I’m presently cataloguing the important collection of  chapbooks held in the Lauriston Castle Collection. Chapbooks are small paper-covered booklets, usually printed on a single sheet, folded into books of 8, 12, 16 and 24 pages, and often illustrated with crude woodcuts. They were in circulation primarily from the 16th to the 19th centuries, and  sold by travelling pedlars, or “chapmen” for a penny or less on the streets.

There are roughly 5,500 chapbooks in the Lauriston Castle Collection which have been bound into about 500 volumes. Most of the chapbooks that I have been examining were published in Scotland or England in the 18th and early 19th centuries. So, it was extremely interesting to come across bound volumes of Italian chapbooks from the 16th century: shelfmarks L.C. 3050, and L.C.3051.

An ownership label and a manuscript inscription reveals that these chapbooks were formerly owned by Charles Fairfax Murray (1849-1919), an English painter, collector, benefactor and art historian. Murray became the studio assistant of Edward Burne-Jones at the age of 18. He eventually joined the circle of Pre-Raphaelite founder Dante Gabriel Rossetti, and became a friend of William MorrisHe worked as artist and glass-painter for Morris, and also illuminated Morris’s manuscripts.

In 1872, Murray he left England for Italy, where he worked as a copyist for John Ruskin in Rome, Siena, Pisa and Venice.  After retiring from painting in 1903 he became an important collector and dealer of early books and illuminated manuscripts.

These early Italian chapbooks collected by Murray originate in Venice and the ones published by Domenico de’ Franceschi (active 1557-1575) are particularly charming with their rustic woodcut illustrations.

De Franceschi was born in Brescia and later moved to Venice where he maintained a shop in the Frezzaria near Piazza San Marco.
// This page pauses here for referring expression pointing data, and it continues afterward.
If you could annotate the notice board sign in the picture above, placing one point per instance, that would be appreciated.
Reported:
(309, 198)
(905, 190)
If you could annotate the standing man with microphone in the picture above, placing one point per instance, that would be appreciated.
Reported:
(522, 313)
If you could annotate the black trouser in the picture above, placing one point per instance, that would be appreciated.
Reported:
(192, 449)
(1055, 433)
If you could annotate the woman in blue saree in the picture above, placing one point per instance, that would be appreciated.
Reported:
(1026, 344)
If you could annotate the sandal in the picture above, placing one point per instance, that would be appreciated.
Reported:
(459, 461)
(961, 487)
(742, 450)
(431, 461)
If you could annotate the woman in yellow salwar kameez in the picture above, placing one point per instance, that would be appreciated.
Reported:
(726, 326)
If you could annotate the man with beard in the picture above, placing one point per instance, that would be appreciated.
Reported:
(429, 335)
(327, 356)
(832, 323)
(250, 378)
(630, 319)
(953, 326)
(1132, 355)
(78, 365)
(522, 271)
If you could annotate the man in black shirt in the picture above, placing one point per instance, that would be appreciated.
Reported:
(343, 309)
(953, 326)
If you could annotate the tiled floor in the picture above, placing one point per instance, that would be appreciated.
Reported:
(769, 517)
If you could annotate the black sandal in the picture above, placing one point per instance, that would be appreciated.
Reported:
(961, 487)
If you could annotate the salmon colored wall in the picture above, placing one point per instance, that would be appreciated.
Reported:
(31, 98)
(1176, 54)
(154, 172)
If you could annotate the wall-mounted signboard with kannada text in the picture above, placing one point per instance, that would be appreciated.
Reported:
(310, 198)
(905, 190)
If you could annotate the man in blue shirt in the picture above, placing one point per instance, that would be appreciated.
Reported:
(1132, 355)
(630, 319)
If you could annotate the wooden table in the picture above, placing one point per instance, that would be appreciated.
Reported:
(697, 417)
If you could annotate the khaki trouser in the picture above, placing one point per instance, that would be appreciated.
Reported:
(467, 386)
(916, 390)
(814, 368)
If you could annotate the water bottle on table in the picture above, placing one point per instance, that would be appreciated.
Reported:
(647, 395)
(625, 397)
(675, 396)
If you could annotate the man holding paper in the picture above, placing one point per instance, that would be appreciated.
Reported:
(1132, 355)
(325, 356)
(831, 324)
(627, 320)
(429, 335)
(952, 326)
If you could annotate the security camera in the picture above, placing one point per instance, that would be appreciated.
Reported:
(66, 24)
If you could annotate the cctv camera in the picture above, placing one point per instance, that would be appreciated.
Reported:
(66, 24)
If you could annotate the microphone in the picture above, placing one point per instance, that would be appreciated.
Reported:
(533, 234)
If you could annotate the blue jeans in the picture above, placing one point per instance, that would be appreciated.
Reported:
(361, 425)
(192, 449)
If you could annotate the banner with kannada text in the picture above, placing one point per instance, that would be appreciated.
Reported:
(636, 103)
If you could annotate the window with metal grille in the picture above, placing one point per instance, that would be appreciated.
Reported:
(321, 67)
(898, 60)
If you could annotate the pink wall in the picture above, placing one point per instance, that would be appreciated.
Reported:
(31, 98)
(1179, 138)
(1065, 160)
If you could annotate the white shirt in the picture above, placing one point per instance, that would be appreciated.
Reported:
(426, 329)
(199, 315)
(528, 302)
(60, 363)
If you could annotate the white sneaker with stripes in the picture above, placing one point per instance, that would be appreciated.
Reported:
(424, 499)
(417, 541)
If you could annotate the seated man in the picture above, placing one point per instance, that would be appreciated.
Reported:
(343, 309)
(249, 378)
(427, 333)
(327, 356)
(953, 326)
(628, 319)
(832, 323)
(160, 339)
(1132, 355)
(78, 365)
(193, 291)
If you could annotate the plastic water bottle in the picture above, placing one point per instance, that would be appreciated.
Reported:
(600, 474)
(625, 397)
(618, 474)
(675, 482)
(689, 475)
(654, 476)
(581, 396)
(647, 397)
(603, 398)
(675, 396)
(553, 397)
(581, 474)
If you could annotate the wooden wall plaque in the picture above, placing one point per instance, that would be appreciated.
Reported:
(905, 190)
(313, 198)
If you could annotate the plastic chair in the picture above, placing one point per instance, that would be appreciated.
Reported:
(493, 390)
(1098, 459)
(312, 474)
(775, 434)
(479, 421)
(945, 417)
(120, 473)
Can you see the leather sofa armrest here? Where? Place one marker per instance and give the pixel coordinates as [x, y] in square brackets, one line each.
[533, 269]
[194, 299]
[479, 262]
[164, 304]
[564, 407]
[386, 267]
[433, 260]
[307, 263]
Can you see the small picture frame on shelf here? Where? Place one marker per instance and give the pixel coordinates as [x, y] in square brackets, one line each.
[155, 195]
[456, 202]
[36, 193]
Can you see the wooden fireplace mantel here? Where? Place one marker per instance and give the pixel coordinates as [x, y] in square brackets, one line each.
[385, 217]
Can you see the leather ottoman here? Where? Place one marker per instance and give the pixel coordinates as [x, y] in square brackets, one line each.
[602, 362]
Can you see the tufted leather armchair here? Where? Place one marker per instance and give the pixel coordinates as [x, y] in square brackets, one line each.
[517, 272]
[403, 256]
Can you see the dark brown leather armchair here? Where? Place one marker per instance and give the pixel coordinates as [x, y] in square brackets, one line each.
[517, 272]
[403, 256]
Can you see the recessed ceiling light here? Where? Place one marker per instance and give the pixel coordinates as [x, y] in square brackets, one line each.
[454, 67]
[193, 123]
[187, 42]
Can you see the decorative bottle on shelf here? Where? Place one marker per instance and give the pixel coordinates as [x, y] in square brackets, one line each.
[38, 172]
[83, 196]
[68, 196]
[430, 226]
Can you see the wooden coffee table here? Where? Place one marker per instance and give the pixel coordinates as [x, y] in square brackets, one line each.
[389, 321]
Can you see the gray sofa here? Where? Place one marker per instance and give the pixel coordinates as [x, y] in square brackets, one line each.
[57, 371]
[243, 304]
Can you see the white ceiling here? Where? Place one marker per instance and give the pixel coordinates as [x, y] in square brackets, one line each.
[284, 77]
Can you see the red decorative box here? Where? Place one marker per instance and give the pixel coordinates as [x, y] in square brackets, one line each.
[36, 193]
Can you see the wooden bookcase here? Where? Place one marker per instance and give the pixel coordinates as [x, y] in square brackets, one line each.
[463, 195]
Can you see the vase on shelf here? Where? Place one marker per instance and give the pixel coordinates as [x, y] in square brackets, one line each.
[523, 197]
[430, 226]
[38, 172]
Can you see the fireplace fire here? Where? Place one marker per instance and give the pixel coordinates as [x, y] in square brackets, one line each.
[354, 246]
Sometimes his imprint is found in the colophon of his chapbooks, and other times he just incorporates his initials into the bottom section of the woodcut borders of the title pages.

He was a bit of a jack of all trades working as publisher, printer, printmaker, book and art dealer, and woodcut engraver.

De Franceschi was also responsible for publishing Andrea Palladio’s Quattro libri dell’architettura  in 1570. This Four Books of Architecture, is arguably the most important architectural treatise of the Renaissance and one of the most influential books in the history of Western architecture.